The study, which was co-produced by the Institute for Construction Economics Research (ICERES) and conducted by Tom Juravich, professor of labor studies and sociology at UMass Amherst, and Russell Ormiston, associate professor of business and economics at Allegheny College and president of the ICERES, relied on extensive data provided by the Rhode Island Department of Labor and Training.
“This research builds on the work we did in Massachusetts and shows that rampant worker misclassification and employer tax fraud is a problem across New England,” says Juravich.
Worker misclassification occurs in every industry of the Rhode Island economy, but is especially rampant among residential construction, janitorial services, landscapers and certain types of construction contractors, such as painting and finish carpentry.
“The illegal misclassification of workers as independent contractors in residential construction has created a hothouse for wage theft,” Juravich says.
Worker misclassification is a form of tax evasion that denies workers their legal rights, allows unscrupulous employers to undermine the competitive position of law-abiding businesses, and defrauds taxpayers. While projections of the “underground economy” are complicated by incomplete data, the authors estimate that worker misclassification cost Rhode Island taxpayers between $25.1-$54.4 million in 2019.

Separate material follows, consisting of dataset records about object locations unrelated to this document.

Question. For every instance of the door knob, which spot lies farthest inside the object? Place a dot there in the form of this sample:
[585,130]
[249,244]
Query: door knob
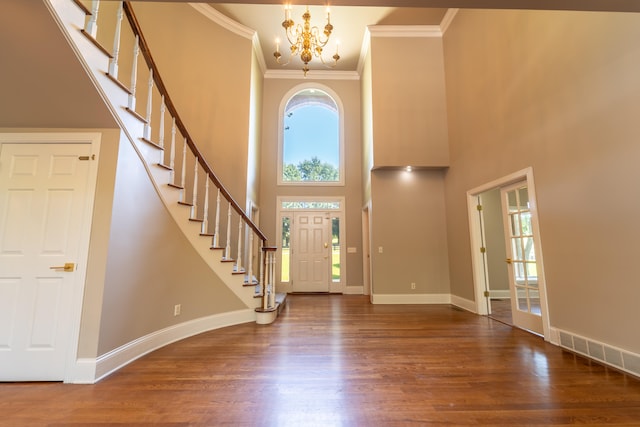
[67,267]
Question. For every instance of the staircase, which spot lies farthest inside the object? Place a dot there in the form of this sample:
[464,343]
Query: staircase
[214,223]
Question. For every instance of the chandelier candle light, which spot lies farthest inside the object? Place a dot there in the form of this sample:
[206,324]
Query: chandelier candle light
[305,40]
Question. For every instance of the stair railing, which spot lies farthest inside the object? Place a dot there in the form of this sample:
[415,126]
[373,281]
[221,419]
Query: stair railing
[190,172]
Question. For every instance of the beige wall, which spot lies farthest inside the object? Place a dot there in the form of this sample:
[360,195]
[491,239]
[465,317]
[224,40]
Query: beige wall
[367,125]
[409,104]
[207,71]
[408,222]
[557,91]
[349,93]
[150,265]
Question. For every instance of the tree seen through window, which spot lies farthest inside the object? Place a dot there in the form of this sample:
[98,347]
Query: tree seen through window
[311,144]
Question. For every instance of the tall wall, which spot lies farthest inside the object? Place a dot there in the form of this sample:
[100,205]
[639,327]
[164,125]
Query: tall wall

“Worker misclassification sounds like a benign technical issue, but it produces real victims and real consequences,” Ormiston says.
Payroll fraud is not limited to worker misclassification, as the study also highlights high-profile cases of wage theft in Rhode Island. The authors contend that wage theft will largely continue unabated until state law provides sufficient deterrent against those who refuse to pay workers fully and on time.
“It speaks to an incredible inequity that it is a felony if an employee steals $100 from a cash register in Rhode Island, but a misdemeanor if the employer steals $10,000 from their workers in the form of unpaid wages,” Ormiston argues.
The complete report, “Worker Misclassification and Wage Theft” – published as a part of the UMass Amherst Labor Center Worker Paper Series – is available online now.